Keep in mind, Pettitte could have claimed he didn’t remember any conversations with Clemens about performance-enhancing drugs. Nobody could have proved otherwise.
“I believe Andy has mis-heard,” Clemens said. “I think he mis-remembers.”
To believe Clemens is to believe that Andy Pettitte is a liar.
Sounds bad. Unless you also read Will Carroll:
A potential key to yesterday’s proceedings was the inexplicable absence of Andy Pettitte. Several Congressmen, most notably Rep. Elijah Cummings (D-MD), pointed to Andy Pettitte’s testimony in sworn affidavits as the tipping point for their divinations. However, Pettitte’s testimony is hardly the slam-dunk takedown of Clemens that it was made out to be. Pettitte, in many places, actually corroborates Clemens’s version. Pettitte himself says that after discussing the use of PEDs with Clemens, he felt that “when Roger told me that he didn’t take it [HGH] and I misunderstood him, I took it for that, that I misunderstood him” (Pettitte, p. 28). Pettitte barely recalls the initial conversation, but states that it was in passing–that Clemens “heard that it worked.” At no point–no point–does Pettitte ever state, even in passing, that he knew or saw the use of any substance by Clemens. There are certainly elements of Pettitte’s testimony that are problematic for Clemens, but I think as much as anything, the opportunity to hear Pettitte in person could have made or broken yesterday’s hearings.
[…]
What is interesting is that the differences between Pettitte’s statement and Clemens’ statement are so easily reconciled. It’s not without problems, but it’s hardly the diametrically-opposed case that was presented.
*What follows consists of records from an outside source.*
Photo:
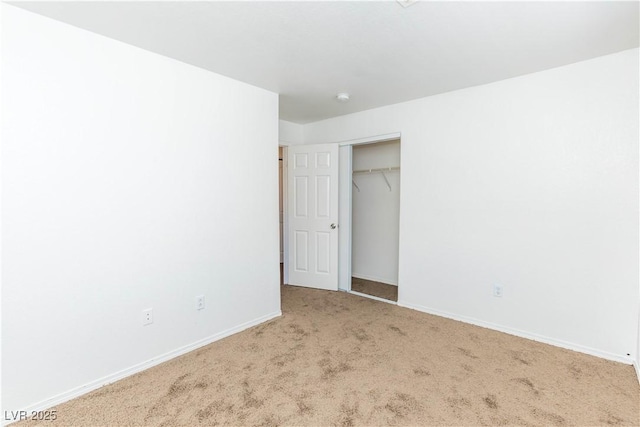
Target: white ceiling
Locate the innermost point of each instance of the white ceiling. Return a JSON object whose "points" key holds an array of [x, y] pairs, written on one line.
{"points": [[379, 52]]}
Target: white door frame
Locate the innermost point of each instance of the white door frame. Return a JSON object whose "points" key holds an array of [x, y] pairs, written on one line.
{"points": [[345, 213], [285, 220], [345, 207]]}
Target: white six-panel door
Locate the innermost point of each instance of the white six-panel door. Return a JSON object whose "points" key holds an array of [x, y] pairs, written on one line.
{"points": [[312, 210]]}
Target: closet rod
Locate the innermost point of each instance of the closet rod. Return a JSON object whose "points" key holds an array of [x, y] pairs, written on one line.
{"points": [[396, 168]]}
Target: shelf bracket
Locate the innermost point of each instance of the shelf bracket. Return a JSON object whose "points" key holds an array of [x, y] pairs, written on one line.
{"points": [[386, 180]]}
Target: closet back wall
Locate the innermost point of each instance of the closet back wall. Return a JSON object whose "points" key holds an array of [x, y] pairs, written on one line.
{"points": [[376, 213]]}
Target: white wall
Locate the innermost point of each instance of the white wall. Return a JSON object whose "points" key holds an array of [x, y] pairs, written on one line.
{"points": [[376, 213], [531, 183], [130, 181], [290, 133]]}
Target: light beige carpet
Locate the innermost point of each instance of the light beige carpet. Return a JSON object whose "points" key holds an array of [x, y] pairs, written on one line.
{"points": [[338, 359], [377, 289]]}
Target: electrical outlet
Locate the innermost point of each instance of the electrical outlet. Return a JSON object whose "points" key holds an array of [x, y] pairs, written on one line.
{"points": [[200, 302], [147, 316], [497, 290]]}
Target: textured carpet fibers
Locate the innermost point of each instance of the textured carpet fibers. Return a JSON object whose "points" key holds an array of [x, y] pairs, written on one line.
{"points": [[338, 359], [377, 289]]}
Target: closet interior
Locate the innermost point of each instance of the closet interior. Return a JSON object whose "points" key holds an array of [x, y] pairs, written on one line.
{"points": [[375, 219]]}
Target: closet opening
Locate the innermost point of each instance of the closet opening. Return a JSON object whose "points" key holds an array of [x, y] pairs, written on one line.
{"points": [[375, 219]]}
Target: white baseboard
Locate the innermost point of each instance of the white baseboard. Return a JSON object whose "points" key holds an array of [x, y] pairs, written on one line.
{"points": [[523, 334], [373, 279], [109, 379]]}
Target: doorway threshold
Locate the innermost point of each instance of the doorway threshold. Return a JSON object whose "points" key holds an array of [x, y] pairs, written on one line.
{"points": [[360, 294]]}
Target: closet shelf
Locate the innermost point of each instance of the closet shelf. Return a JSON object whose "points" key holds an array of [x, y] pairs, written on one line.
{"points": [[395, 168], [380, 170]]}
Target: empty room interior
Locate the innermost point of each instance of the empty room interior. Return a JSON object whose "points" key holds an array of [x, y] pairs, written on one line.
{"points": [[449, 234]]}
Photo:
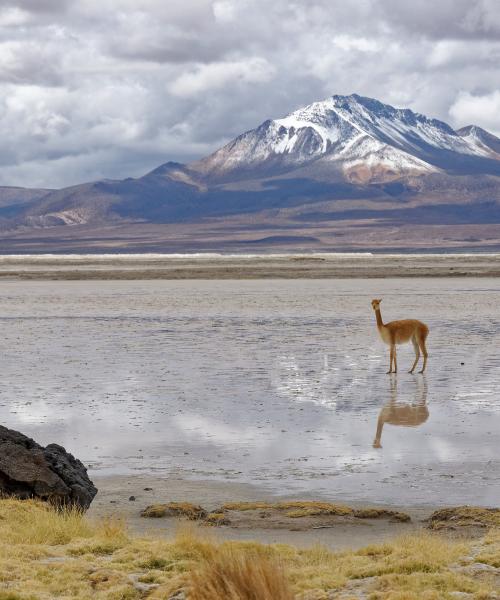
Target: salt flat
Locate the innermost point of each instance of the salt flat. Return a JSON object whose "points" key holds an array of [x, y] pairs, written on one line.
{"points": [[246, 266], [278, 383]]}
Carroll, who is probably as knowledgeable about steroids and HGH as anyone writing about baseball today, would be my choice. He goes into some detail about other aspects of yesterday’s testimony as well, including the matter of Clemens’ gluteal abscess, which by his account sounds like nothing abnormal.
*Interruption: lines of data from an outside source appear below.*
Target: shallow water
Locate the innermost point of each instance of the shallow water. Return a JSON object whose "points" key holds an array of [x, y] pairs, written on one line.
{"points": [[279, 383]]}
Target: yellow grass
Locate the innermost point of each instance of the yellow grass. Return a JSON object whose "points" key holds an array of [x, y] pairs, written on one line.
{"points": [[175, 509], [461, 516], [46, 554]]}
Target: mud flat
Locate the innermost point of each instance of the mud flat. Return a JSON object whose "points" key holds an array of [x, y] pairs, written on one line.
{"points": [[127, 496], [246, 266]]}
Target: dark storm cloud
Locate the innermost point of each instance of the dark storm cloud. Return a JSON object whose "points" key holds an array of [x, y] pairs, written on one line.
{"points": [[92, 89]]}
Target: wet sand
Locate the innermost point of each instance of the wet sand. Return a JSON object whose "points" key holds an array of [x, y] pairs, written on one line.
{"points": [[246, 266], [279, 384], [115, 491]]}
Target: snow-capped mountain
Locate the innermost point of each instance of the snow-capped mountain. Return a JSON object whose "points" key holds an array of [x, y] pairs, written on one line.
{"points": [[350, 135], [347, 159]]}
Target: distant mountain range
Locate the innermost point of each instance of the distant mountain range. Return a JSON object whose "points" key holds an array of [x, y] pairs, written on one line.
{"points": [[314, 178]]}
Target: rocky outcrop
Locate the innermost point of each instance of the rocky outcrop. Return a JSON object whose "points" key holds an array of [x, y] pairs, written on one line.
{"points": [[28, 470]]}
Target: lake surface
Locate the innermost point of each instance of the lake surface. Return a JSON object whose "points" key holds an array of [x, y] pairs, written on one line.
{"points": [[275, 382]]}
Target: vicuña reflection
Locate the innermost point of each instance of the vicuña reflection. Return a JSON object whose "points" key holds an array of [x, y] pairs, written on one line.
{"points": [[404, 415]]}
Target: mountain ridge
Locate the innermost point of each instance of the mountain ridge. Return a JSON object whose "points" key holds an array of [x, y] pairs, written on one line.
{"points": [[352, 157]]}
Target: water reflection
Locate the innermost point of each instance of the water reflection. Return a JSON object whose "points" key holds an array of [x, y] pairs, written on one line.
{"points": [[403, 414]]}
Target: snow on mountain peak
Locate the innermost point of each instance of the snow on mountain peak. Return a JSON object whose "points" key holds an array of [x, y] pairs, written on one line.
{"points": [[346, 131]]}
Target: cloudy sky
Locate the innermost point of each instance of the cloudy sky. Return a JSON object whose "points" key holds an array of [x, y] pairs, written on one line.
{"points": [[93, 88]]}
I’m ready for this to be over. I really don’t see the point of all this. Tom, Steph, and Jay Jaffe have more.
I don’t believe Roger’s telling the truth. Maybe it’s the Mets fan in me.
My uninformed opinion on the issue of PED in baseball is that it is hardly the tempest that sportswriters are trying to make of it. One thing that strikes me about Carroll’s thoughts (which I tend to favor) are that he seems to be one of the few, at least judging from the content of his reports, to have actually pored over the actual depositions and affidavits, compared to Justice, Ortiz and others who seem to be relying merely on what has been reported from them.
Clemens wants us to believe that Pettitte was dumb enough to confuse the conversation with one about a television show that focused on three older men who had used the growth hormone to improve their health.
Clemens threw his wife under the bus and called his best friend a liar. If you believe Clemens, you need to quit drinking the OJ jury juice.
Although not an avid fan, I do watch the games with my husband. Having lived life for awhile, I can understand some misunderstanding and forgetting so I wouldn’t rule out that Clemens might be telling the truth and that Pettitte got things confused. Time does fog things up.